Cientistas pedem cautela no caso do bebê supostamente curado do HIV

Apesar de ter recebido com entusiasmo a notícia de que médicos americanos teriam conseguido curar um bebê infectado pelo HIV, cientistas de todo o mundo estão pedindo cautela antes de comemorar os resultados.

O trabalho ainda não foi publicado em nenhuma revista especializada e não passou pela chamada revisão por pares, quando os dados de um estudos são esmiuçados por cientistas independentes.

No Brasil, os cientistas também pedem detalhes mais aprofundados sobre o caso.

“Se esse resultado for confirmado, vai ser realmente uma coisa incrível. Mas ainda é cedo para tirar qualquer conclusão. Só o tempo é que vai dizer, com essa criança vai reagir, se ela vai ficar indefinidamente sem manifestação laboratorial e clínica do HIV”, avalia o infectologista Caio Rosenthal, do Hospital Emílio Ribas.

“O problema é que a gente não tem um segmento a longo prazo do caso”, completa o médico.

A CURA

Médicos americanos disseram, neste domingo, que conseguiram pela primeira vez curar um bebê com HIV.

O trabalho foi apresentado na última segunda-feira em um congresso especializado em Atlanta, nos EUA, mas os detalhes foram antecipados ao “New York Times”.

A criança, que nasceu em uma zona rural do Mississippi, foi tratada com remédios antirretrovirais 30 horas de seu nascimento, um procedimento que não é o normalmente adotado nesses casos.

A Organização Mundial da Saúde (OMS) recomenda o tratamento com o AZT, uma droga antirretroviral de uso consagrado no coquetel de combate ao vírus.

A criança, que tem agora dois anos e meio, está há cerca de um ano sem tomar medicamentos e não apresenta sinais do vírus.

Se estudos futuros comprovarem o resultado e indicarem que o método funciona com outros bebês, o tratamento de recém-nascidos infectados em todo o mundo deve mudar, dizem especialistas.

De acordo com a Organização das Nações Unidas, há mais de 3 milhões de crianças vivendo com vírus da Aids.

MÃE DESCONHECIA DOENÇA

Quando chegou a um hospital na zona rural, em 2010, a mãe da criança já estava em trabalho de parto. Ela deu à luz prematuramente.

Como a mãe não havia feito nenhum exame pré-natal, ela não sabia que era portadora do HIV. Quando um exame mostrou que ela estava infectada, o hospital transferiu a criança para o Centro Médico da Universidade do Mississippi, onde chegou com cerca de 30 horas de vida.

A médica responsável pelo caso, em entrevista ao “New York Times”, disse que solicitou duas amostras de sangue com uma hora de intervalo para testar a presença o HIV no RNA e no DNA do bebê.

Os exames identificaram 20 mil cópias do vírus por milímetro de sangue, índice baixo para bebês.

Sem esperar os exames que confirmariam a infecção, a médica deu à criança três drogas usadas para tratamento, e não para a profilaxia.

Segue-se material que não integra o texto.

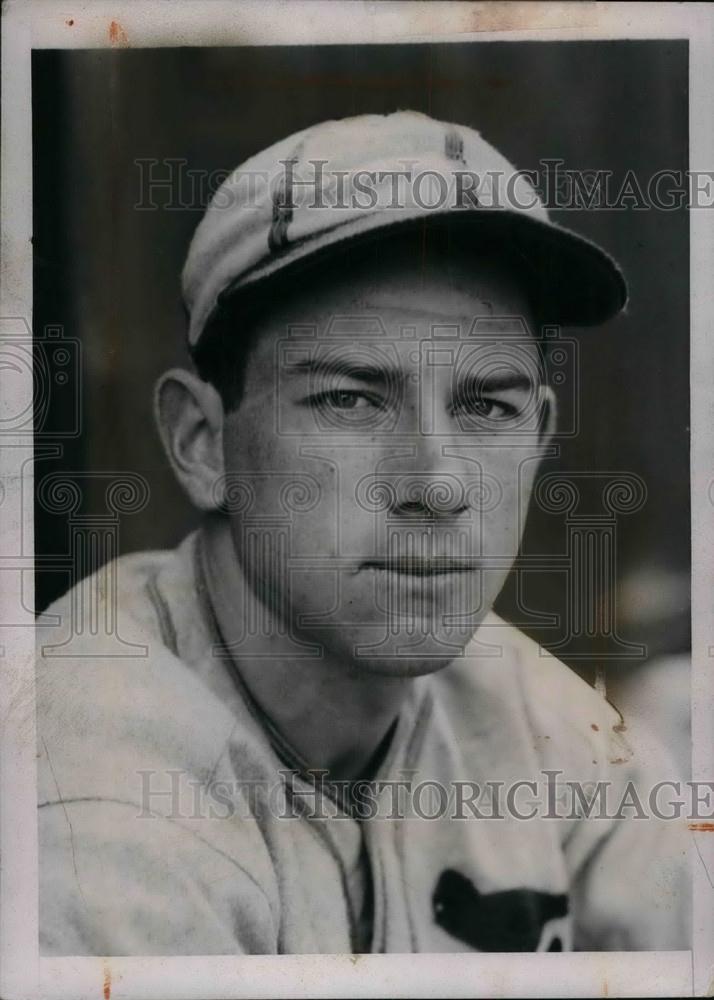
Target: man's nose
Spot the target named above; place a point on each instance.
(433, 482)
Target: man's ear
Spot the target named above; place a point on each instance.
(189, 415)
(549, 414)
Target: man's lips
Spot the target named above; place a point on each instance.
(419, 566)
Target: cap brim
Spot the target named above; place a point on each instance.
(572, 281)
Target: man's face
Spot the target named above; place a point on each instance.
(381, 460)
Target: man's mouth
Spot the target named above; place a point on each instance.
(421, 566)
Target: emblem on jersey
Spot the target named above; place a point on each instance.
(512, 920)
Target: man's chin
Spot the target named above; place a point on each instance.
(411, 654)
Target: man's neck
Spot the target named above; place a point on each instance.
(333, 715)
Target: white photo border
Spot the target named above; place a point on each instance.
(29, 24)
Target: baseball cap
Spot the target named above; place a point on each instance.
(366, 177)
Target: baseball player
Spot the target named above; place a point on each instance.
(319, 736)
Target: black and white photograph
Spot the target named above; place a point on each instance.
(360, 492)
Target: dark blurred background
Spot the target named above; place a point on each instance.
(108, 273)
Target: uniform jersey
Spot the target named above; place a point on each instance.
(173, 820)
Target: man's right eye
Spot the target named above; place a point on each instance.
(346, 399)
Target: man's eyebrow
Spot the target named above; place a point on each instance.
(352, 368)
(500, 381)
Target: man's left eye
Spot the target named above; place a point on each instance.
(486, 407)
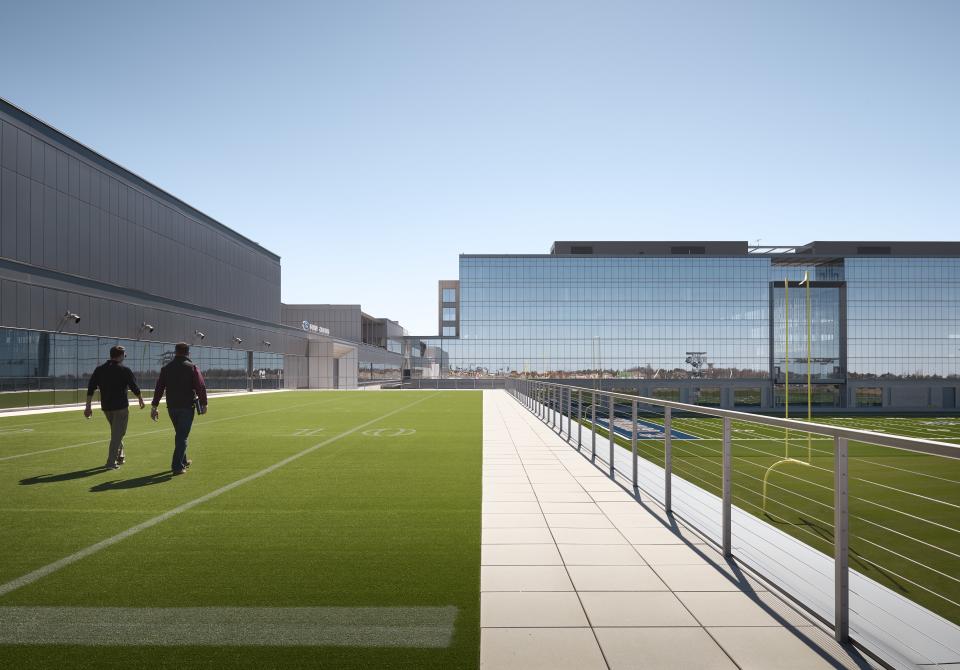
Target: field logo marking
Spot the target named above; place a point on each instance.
(389, 432)
(40, 573)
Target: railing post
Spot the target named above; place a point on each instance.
(610, 432)
(841, 604)
(553, 407)
(579, 419)
(633, 442)
(593, 425)
(667, 462)
(727, 490)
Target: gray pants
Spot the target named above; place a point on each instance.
(117, 418)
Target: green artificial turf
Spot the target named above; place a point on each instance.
(363, 521)
(904, 521)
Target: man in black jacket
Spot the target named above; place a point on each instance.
(113, 378)
(182, 381)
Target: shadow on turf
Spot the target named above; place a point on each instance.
(63, 477)
(137, 482)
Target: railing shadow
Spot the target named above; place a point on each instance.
(135, 483)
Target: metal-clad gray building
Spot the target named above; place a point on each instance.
(378, 341)
(91, 255)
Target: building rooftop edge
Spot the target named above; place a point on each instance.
(81, 148)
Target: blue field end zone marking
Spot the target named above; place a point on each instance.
(646, 430)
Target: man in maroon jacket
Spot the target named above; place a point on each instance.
(182, 381)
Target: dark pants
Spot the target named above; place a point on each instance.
(182, 419)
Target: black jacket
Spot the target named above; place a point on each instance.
(113, 379)
(182, 381)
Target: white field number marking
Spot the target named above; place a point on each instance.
(9, 431)
(307, 432)
(389, 432)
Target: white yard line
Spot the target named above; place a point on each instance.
(418, 627)
(40, 573)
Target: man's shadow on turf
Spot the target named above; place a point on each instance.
(63, 477)
(137, 482)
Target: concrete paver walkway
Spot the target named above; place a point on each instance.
(577, 573)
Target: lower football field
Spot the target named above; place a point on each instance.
(314, 529)
(903, 527)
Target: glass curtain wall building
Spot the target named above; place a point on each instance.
(715, 323)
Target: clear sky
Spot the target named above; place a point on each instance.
(369, 143)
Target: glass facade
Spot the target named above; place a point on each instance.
(43, 368)
(903, 317)
(588, 317)
(701, 318)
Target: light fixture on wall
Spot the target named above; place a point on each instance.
(66, 318)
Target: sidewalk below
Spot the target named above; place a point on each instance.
(577, 573)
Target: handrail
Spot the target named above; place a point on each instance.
(547, 401)
(894, 441)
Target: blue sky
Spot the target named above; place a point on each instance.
(369, 143)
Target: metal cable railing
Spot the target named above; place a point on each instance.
(903, 531)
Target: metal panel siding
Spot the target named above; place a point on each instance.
(8, 213)
(36, 223)
(23, 306)
(23, 219)
(8, 153)
(36, 309)
(8, 302)
(49, 227)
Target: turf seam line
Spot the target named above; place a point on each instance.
(154, 432)
(49, 569)
(397, 627)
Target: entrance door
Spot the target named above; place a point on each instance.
(949, 398)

Com esse tratamento, os níveis do vírus diminuíram rapidamente, e ficaram indetectáveis quando o bebê completou um mês de vida.

Foi assim até que a criança completasse 18 meses, quando a mãe parou de levá-la ao hospital.

Quando elas retornaram, os testes deram negativo. Suspeitando de erro nos exames, ela pediu mais testes. “Foi uma surpresa”, disse a pediatra Hanna Gay.

Uma quantidade praticamente desprezível de material genético viral foi encontrado, mas sem vírus que pudesse se replicar. Por isso, segundo o grupo, foi uma cura funcional da infecção.

Após o início do tratamento, os níveis do vírus no sangue do bebê foram reduzidos em um padrão de pacientes infectados.

Mais testes ainda são necessários para verificar se o tratamento teria o mesmo efeito em outras crianças, mas os responsáveis pelo caso já comemoram.

Em todo caso, os pesquisadores não acreditam que o tratamento poderia ser usado em adultos.

AMERICANO JÁ SE CUROU

O americano Timothy Brown, que acabou ficando conhecido como “o paciente de Berlim”, é considerado o primeiro caso de cura do HIV.

O método usado, no entanto, foi completamente diferente, o que ficou conhecido como cura por esterilização.

Soropositivo, ele tomava o coquetel contra o HIV quando foi diagnosticado com leucemia.

Ele passou por uma agressiva quimioterapia que “matou” sua medula antiga. No lugar, ele recebeu um transplante com células-tronco de um doador com uma mutação genética que o tornava naturalmente resistente à contaminação pelo HIV.

Depois da cirurgia, realizada na capital alemã, o vírus não voltou a se replicar.